Some coins give the impression that holes were used to save metal, though it may not be possible to prove with certainty that this was the reason for creating the holes. An example of such a coin with a fairly large hexagonal hole is a undated tin 1 cash coin, minted in the period 1550–1596, that circulated in the Banten Sultanate on Java and Sumatra (Indonesia). Also, several tin 1 pitis coins with exceptionally large round holes, of which some were made in octagonal coins, were used in Jambi Sultanate on Northern Sumatra (Indonesia). Due to the soft metal tin used to make these thin old coins, they can easily be bent. In the years 1943–1947 India produced 1 pice coins for circulation with very large holes, continued by Pakistan producing 1 pice coins of equal shape in the years 1948–1952.

Chinese cash coins had a square hole, while many modern coins have a round hole. Examples include the Japan 5 yen coin and 50 yen coin, and the Danish 1, 2 and 5 krone coins.

==Other shapes==
Rectangles: In the Edo period Japan issued several circulating silver and gold rectangular coins, as well as a copper clad lead issue with a hole.

Near oval: Japan also issued various near oval coins in the Edo period.

Half circle: for Barbados Spanish coins were cut in half, it is hard to detect originals though, many forgeries exist.

==Additional shapes among non-circulating coins==

Triangular: Bermuda has some special issue triangular coins from 1997 onward with curved edges.
The Isle of Man has some triangular special issue coins where the triangle is not regular (the angles are not all 60 degrees).

Octagonal: The U.S. Panama–Pacific commemorative 50 dollar coins of 1915 is shaped like a true octagon.

Tetradecagonal: In 1976, Malaysia was the first country to issue 14-sided coins, the non-circulating 10 (silver) and 200 (gold) ringgit.

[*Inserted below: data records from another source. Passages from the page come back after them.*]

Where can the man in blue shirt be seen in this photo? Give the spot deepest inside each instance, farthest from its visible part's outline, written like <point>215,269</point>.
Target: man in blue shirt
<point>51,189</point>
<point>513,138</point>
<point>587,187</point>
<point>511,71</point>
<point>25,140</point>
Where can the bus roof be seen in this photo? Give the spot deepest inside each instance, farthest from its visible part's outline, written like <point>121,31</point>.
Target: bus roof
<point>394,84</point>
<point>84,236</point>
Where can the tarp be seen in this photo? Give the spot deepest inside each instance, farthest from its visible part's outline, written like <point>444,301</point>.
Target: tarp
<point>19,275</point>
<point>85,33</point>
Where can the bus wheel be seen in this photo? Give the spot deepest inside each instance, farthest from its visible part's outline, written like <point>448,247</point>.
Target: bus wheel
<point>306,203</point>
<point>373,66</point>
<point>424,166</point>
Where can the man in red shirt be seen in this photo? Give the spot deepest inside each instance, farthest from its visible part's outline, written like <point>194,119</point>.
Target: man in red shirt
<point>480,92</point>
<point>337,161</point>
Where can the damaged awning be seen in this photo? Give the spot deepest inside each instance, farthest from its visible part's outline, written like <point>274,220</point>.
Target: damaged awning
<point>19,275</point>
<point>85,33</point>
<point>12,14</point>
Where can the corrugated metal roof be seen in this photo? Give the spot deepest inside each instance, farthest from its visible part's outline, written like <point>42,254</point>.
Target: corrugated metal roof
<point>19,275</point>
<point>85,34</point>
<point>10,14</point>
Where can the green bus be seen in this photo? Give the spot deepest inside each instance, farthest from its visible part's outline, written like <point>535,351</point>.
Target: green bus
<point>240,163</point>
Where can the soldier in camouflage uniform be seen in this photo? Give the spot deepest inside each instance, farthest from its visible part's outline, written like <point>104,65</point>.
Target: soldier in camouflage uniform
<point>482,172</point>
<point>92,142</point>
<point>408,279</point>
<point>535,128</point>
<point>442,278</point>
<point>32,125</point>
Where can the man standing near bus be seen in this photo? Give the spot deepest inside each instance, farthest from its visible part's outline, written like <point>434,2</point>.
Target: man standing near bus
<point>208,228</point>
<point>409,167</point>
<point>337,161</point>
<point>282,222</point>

Australia started to issue a series of non-circulating 14-sided 50 cents coins dedicated to the Chinese zodiac in 2012.

Rectangular: Jersey and Fiji have issued non-circulating rectangular coins.

Oval: Fiji and Poland have issued some non-circulating oval coins.

Quarter circle: Poland has issued a 10 złotych coin in the shape of a quarter circle.

Spheres: Niue issued the first official (non-circulating) spherical coin with a face value of 7 New Zealand dollars. Several other countries followed soon with spherical coins, like Poland and Barbados. A 2008–2014 1 dollar sphere issue from Somalia is considered a fantasy coin, it was not officially issued by Somalia.

Yin Yang: Fiji has issued some Yin Yang shaped coins.

Arc (section of a circle with a hole): China started to issue a series of arc-shaped coins in the year 2000.

Heart: Several countries have issued non-circulating heart shaped coins, like China, Cook Islands and Poland.

Maps: Nauru has issued some non-circulating map shaped coins. Australia also has issued some non-circulating map shaped coins (1 dollar coins in the shape of the map of Australia).

Coca-Cola cap: Fiji has issued some non-circulating coins shaped like the cap of a Coca-Cola bottle.

Cannabis leaf: Benin issued a non-circulating 100 CFA francs coin shaped like a cannabis leaf in 2011.

Masks: Fiji issued an Iron Man Mask and a Spider-Man Mask coin in 2019, both non-circulating.